The Islamists propose a bargain. In exchange for economic aid and political support, they will not threaten what they believe are core Western interests: regional stability, Israel, the fight against terror, energy flow. No danger to Western security. No commercial war. The showdown with the Jewish state can wait. The focus will be on the slow, steady shaping of Islamic societies. The US and Europe may voice concern, even indignation at such a domestic makeover. But they’ll get over it. Just as they got over the austere fundamentalism of Saudi Arabia. Bartering—as in, we’ll take care of your needs, let us take care of ours—Islamists feel, will do the trick. Looking at history, who can blame them?

Mubarak was toppled in part because he was viewed as excessively subservient to the West, yet the Islamists who succeed him might offer the West a sweeter because more sustainable deal. They think they can get away with what he could not. Stripped of his nationalist mantle, Mubarak had little to fall back on; he was a naked autocrat. The Muslim Brothers by comparison have a much broader program—moral, social, cultural. Islamists feel they can still follow their convictions, even if they are not faithfully anti-Western. They can moderate, dilute, defer.

Unlike the close allies of the West they have replaced, Islamists are heard calling for… NATO… military intervention in Libya yesterday, Syria today, wherever they entertain the hope to take over tomorrow. One can use the distant infidels, who will not stay around for long, to jettison local infidels, who have hounded them for decades. Rejection of foreign interference, once a centerpiece of the post-independence outlook, is no longer the order of the day. It is castigated as counterrevolutionary.

What the US sought to obtain over decades through meddling and imposition, it might now obtain via acquiescence: Arab regimes that will not challenge Western interests. Little wonder that many in the region are persuaded that America was complicit in the Islamists’ rise, a quiet partner in what has been happening.

Everywhere, Israel faces the rise of Islam, of militancy, of radicalism. Former allies are gone; erstwhile foes reign supreme. But the Islamists have different and broader objectives. They wish to promote their Islamic project, which means consolidating their rule where they can, refraining from alienating the West, and avoiding perilous and precocious clashes with Israel. In this scheme, the presence of a Jewish state is and will remain intolerable, but it is probably the last piece of a larger puzzle that may never be fully assembled.

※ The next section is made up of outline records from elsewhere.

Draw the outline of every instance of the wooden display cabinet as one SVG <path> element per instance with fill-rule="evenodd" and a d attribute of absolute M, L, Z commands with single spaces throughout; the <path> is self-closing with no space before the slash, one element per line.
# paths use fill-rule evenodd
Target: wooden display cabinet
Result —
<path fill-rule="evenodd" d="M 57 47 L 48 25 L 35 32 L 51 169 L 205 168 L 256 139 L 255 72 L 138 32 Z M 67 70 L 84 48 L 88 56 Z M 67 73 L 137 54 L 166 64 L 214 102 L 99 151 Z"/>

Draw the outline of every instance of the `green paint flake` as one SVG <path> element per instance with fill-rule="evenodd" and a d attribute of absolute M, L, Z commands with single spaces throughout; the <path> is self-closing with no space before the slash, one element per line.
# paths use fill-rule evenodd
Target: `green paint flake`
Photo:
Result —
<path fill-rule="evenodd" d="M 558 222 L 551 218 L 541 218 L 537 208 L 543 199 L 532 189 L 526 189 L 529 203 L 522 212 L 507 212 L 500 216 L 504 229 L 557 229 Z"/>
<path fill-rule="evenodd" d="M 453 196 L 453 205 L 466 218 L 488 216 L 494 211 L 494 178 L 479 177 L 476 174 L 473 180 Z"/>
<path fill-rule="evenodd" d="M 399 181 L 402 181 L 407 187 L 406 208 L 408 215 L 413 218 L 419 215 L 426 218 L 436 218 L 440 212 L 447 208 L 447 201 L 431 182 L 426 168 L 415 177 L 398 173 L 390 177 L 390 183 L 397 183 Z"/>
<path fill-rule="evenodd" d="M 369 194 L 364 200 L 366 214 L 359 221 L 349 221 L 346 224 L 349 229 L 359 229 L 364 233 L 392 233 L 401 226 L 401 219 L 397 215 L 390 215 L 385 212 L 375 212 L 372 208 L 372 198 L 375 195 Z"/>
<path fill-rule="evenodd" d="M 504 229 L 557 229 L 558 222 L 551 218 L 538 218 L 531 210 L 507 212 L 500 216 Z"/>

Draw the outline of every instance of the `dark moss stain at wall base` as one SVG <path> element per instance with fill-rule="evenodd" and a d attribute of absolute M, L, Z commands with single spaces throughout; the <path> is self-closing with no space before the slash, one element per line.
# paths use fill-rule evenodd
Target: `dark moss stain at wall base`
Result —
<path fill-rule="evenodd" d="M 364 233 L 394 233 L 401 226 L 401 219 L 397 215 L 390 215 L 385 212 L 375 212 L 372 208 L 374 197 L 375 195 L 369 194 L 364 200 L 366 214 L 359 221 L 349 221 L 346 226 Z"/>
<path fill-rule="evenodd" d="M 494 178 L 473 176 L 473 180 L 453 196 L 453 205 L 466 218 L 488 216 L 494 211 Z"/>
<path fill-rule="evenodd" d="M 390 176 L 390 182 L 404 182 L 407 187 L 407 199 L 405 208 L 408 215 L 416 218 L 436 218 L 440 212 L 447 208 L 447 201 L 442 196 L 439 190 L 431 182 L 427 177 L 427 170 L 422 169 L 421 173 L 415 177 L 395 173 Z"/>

The quest to establish an independent, sovereign Palestinian state was never at the heart of the Islamist project. Hamas, the Palestinian chapter of the Muslim Brotherhood, harbors grander, less territorially confined but also less immediately achievable designs. Despite Hamas’s circumlocutions and notwithstanding its political evolution, it never truly deviated from its original view—the Jewish state is illegitimate and all the land of historic Palestine is inherently Islamic. If the current balance of power is not in your favor, wait and do what you can to take care of the disparity. The rest is tactics.